Refactored task manifest persistence to use JPA #3614

mminella · 2019-11-04T22:45:02Z

This commit refactors the persistence mechanism of the task execution
manifest to use JPA instead of raw JDBC. This was done to be consistent
with the rest of the Spring Cloud Data Flow entities.

Resolves #3560

This commit refactors the persistence mechanism of the task execution manifest to use JPA instead of raw JDBC. This was done to be consistent with the rest of the Spring Cloud Data Flow entities. Resolves spring-cloud#3560

ilayaperumalg · 2019-11-05T09:17:58Z

...taflow-core/src/main/java/org/springframework/cloud/dataflow/core/TaskExecutionManifest.java

+	public String toString() {
+		return new ToStringCreator(this)
+				.append("manifest", this.manifest)
+				.append("platformName", this.manifest.getPlatformName())


I think we need the taskDeploymentRequest as well here

I thought we are trying to return the String representation of the TaskExecutionManifest here. Now that I think of it again, the manifest would simply return the toString() of Manifest as it doesn't have an explicit one. Also, it would be nice we call this.manifest.toString() and have the toString() implementation inside the Manifest subclass.

If we decide to have a toString() representation of the entire Manifest, we need to have invoked the sanitization methods to mask the underlying properties as well.

Either way, even if we use the taskDeploymentRequest, we'd still need to sanitize. If you are ok with it, I'd rather just use the whole manifest and sanitize the values.
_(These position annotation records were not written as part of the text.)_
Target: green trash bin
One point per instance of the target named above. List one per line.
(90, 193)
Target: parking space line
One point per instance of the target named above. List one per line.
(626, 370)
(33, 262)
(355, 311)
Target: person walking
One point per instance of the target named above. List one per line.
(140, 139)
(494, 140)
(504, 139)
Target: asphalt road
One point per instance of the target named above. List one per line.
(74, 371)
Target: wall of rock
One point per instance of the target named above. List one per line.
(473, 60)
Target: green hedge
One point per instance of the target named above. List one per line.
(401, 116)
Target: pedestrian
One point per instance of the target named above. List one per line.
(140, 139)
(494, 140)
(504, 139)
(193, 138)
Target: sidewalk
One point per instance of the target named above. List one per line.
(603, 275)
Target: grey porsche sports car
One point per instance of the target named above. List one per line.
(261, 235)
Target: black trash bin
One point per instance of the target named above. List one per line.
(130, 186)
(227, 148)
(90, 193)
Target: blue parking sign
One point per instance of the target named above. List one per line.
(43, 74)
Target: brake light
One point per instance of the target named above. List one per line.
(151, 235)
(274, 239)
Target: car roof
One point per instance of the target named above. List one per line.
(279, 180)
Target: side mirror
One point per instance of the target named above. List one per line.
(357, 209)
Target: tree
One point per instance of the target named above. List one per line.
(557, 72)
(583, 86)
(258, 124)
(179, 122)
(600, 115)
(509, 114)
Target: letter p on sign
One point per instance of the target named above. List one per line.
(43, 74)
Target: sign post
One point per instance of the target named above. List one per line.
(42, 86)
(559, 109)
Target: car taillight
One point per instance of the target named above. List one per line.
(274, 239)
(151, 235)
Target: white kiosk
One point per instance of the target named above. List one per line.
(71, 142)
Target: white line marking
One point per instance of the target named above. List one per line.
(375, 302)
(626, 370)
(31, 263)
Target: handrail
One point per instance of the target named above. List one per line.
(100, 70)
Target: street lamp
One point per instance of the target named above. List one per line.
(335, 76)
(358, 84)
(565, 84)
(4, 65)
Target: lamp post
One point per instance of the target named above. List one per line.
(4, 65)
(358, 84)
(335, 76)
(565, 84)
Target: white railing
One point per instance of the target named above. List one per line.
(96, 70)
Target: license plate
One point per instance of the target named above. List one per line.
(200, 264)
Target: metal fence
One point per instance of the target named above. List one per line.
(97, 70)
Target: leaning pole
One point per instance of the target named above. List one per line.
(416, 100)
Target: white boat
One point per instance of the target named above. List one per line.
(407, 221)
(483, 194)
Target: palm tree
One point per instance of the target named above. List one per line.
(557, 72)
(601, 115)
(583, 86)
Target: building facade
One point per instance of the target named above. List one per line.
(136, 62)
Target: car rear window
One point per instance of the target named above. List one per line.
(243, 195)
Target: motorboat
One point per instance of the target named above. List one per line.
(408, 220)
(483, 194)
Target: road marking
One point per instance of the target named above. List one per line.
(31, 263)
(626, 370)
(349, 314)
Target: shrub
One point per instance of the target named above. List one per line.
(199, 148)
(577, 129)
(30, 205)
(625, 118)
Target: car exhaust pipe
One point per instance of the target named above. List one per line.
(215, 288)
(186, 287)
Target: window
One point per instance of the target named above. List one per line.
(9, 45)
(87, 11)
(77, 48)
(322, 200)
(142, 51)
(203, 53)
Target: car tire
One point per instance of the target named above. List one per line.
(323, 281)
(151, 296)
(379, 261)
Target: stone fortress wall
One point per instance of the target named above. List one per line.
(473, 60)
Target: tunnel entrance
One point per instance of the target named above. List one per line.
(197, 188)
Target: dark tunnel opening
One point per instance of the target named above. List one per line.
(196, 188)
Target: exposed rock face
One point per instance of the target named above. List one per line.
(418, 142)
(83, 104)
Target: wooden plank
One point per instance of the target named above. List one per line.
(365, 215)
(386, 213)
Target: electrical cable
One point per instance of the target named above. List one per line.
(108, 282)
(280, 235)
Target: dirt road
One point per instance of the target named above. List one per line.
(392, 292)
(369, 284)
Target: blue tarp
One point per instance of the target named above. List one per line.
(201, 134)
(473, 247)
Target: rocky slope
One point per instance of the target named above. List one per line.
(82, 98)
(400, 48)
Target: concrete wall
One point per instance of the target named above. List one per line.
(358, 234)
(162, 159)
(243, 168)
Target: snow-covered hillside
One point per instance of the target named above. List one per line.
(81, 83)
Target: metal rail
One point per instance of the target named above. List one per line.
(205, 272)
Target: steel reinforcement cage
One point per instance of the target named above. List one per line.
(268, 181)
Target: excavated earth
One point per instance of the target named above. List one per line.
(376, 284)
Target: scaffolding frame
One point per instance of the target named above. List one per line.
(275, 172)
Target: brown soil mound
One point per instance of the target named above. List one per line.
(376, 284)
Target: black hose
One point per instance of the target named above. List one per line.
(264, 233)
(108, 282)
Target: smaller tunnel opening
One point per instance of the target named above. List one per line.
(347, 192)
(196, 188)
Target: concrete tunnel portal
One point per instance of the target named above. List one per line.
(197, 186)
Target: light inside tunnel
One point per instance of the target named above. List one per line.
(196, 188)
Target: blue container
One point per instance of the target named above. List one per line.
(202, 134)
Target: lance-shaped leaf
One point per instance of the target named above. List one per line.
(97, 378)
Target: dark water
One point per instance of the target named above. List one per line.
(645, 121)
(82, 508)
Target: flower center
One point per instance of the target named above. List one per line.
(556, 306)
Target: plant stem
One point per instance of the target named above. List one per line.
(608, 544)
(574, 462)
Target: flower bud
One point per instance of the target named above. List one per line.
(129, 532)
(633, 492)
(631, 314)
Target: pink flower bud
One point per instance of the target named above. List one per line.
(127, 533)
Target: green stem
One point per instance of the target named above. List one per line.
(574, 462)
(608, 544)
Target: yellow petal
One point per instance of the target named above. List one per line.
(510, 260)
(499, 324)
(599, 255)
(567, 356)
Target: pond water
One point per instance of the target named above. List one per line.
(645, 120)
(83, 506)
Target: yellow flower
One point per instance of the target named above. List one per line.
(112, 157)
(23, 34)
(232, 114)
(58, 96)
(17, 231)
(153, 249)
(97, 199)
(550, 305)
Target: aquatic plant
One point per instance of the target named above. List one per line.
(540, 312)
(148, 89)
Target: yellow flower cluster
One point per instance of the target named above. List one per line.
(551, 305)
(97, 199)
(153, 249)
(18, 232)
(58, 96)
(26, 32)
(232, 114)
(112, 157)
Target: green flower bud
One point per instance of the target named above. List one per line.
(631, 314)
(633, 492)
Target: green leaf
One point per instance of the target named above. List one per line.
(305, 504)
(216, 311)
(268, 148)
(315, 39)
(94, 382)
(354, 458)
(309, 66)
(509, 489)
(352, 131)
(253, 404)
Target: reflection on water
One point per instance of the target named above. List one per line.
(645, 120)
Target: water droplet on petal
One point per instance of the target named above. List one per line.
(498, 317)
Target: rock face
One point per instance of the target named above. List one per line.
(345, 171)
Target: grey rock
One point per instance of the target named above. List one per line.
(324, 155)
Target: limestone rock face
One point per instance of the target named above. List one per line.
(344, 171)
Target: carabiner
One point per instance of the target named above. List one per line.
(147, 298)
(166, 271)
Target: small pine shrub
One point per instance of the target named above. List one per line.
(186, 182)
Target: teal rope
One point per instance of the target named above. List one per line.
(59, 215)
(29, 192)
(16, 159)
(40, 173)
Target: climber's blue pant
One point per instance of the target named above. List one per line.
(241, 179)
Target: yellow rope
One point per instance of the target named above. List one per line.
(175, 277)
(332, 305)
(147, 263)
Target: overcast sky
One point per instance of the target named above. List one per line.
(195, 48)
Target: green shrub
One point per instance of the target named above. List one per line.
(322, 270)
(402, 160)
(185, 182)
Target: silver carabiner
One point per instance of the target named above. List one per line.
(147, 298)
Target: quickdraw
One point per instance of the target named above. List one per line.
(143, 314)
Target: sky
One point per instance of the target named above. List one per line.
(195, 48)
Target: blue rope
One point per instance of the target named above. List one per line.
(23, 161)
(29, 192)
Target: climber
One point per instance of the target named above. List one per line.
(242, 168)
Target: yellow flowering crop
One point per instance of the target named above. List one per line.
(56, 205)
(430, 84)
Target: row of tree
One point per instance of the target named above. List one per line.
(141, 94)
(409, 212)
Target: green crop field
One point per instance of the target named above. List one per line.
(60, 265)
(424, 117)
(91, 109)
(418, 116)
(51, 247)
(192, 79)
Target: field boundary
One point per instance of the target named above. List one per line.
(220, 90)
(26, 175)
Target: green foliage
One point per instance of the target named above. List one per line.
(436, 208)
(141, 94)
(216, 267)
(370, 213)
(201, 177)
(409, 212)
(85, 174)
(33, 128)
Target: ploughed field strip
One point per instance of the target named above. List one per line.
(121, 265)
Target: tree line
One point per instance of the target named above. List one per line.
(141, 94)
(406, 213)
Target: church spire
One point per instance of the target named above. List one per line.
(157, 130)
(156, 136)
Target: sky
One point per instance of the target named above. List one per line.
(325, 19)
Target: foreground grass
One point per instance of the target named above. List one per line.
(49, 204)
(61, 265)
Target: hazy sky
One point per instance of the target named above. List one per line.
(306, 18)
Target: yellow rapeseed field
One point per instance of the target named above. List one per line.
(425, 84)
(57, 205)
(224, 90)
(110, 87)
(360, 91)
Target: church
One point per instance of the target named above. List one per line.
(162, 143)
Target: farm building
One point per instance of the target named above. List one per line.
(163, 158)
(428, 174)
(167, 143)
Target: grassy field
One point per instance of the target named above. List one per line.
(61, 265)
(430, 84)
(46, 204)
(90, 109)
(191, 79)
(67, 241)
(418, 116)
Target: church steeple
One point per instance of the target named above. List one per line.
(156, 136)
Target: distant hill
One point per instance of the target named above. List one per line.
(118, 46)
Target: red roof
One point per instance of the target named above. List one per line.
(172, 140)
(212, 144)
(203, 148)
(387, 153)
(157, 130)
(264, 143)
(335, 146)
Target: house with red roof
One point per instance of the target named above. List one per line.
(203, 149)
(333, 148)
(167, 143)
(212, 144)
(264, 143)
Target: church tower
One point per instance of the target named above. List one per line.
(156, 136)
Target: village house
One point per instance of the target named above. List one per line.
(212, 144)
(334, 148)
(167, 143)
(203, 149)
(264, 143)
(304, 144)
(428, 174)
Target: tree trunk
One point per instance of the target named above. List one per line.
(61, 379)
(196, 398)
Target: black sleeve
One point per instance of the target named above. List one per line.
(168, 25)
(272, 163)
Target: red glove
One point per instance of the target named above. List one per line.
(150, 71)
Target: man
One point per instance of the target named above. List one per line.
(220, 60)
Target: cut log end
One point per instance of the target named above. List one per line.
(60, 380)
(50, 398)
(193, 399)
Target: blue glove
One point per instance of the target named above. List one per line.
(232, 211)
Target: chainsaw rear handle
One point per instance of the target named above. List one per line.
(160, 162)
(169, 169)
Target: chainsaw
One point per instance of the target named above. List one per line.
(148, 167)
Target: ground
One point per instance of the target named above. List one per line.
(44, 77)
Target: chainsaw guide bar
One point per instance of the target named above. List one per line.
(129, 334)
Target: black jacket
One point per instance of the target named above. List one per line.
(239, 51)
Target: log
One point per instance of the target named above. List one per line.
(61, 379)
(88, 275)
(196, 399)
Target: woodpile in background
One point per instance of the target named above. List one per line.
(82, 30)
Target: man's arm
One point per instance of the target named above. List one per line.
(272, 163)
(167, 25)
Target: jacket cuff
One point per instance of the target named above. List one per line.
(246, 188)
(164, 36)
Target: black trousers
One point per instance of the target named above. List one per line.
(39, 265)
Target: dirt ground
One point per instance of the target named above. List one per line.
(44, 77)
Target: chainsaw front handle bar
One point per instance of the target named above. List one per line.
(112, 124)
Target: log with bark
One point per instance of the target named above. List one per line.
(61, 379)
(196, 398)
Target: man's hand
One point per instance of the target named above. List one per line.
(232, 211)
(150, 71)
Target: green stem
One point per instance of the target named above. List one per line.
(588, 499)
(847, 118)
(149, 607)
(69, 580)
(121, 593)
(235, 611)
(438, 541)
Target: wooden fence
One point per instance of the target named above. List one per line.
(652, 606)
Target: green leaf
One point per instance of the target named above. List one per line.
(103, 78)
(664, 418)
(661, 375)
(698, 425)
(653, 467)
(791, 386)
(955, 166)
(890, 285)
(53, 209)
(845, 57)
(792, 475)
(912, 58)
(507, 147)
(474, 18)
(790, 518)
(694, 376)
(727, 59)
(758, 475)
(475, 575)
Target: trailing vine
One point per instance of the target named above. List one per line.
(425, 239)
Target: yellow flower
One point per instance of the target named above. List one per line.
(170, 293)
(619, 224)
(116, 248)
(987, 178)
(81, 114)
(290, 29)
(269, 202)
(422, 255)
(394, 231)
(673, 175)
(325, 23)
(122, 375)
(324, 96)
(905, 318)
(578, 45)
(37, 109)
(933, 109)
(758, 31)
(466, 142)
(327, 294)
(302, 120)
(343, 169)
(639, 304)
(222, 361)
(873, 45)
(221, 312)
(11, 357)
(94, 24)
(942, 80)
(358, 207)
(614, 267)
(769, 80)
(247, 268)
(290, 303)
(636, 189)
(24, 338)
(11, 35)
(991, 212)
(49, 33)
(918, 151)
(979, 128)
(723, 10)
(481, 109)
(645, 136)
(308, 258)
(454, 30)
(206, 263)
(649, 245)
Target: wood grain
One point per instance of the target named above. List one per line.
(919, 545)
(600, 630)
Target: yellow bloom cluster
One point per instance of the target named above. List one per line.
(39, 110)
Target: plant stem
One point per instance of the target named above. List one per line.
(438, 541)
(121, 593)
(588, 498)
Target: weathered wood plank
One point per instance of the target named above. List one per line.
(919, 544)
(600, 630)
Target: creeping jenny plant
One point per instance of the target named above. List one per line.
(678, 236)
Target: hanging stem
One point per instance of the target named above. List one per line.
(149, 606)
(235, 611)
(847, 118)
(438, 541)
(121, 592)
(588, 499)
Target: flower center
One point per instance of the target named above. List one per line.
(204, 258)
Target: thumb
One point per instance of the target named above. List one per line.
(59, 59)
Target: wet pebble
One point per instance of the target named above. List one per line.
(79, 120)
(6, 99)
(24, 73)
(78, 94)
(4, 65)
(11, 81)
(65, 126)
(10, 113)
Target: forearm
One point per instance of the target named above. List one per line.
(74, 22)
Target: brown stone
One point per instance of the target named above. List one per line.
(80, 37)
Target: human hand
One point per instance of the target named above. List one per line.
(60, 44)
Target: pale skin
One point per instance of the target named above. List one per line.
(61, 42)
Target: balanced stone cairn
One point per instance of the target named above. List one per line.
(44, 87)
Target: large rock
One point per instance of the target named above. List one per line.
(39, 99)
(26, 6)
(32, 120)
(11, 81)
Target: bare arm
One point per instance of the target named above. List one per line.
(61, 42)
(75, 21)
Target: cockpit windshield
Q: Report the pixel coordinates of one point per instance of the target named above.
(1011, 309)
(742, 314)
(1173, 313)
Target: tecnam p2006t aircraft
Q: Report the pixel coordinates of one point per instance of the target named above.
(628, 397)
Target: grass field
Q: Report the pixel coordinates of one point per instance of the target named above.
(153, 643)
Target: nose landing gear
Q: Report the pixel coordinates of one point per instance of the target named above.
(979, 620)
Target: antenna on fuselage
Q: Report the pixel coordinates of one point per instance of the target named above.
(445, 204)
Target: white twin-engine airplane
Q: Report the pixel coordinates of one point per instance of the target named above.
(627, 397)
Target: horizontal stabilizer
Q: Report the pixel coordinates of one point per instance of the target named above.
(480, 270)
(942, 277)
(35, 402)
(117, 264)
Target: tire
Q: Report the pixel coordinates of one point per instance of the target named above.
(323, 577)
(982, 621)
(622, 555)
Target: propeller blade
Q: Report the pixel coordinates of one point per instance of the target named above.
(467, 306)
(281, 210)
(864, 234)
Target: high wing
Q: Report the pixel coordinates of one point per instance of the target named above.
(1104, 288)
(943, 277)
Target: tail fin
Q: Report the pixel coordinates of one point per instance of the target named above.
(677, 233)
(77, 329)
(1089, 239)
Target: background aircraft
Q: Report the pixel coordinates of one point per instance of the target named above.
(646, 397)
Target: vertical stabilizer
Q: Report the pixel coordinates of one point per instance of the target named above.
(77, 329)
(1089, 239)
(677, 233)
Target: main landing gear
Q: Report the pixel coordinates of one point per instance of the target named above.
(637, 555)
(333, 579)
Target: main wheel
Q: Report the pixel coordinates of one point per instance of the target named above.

I'd rather just use the whole manifest and sanitize the values.

Yes, this is a better option.

I actually just removed the toString method all together. I wasn't using it. The reason it was there was the PoC that created that class just used that to do the serialization. Since this class didn't have visibility to the TaskSerializer class (and I didn't want to move it), I just removed the method.

ilayaperumalg · 2019-11-05T09:18:58Z

...taflow-core/src/main/java/org/springframework/cloud/dataflow/core/TaskExecutionManifest.java

+		return new ToStringCreator(this)
+				.append("manifest", this.manifest)
+				.append("platformName", this.manifest.getPlatformName())
+				.append("subTaskDeploymentRequests", this.manifest.getSubTaskDeploymentRequests())


Can we add a check if the list is empty before appending?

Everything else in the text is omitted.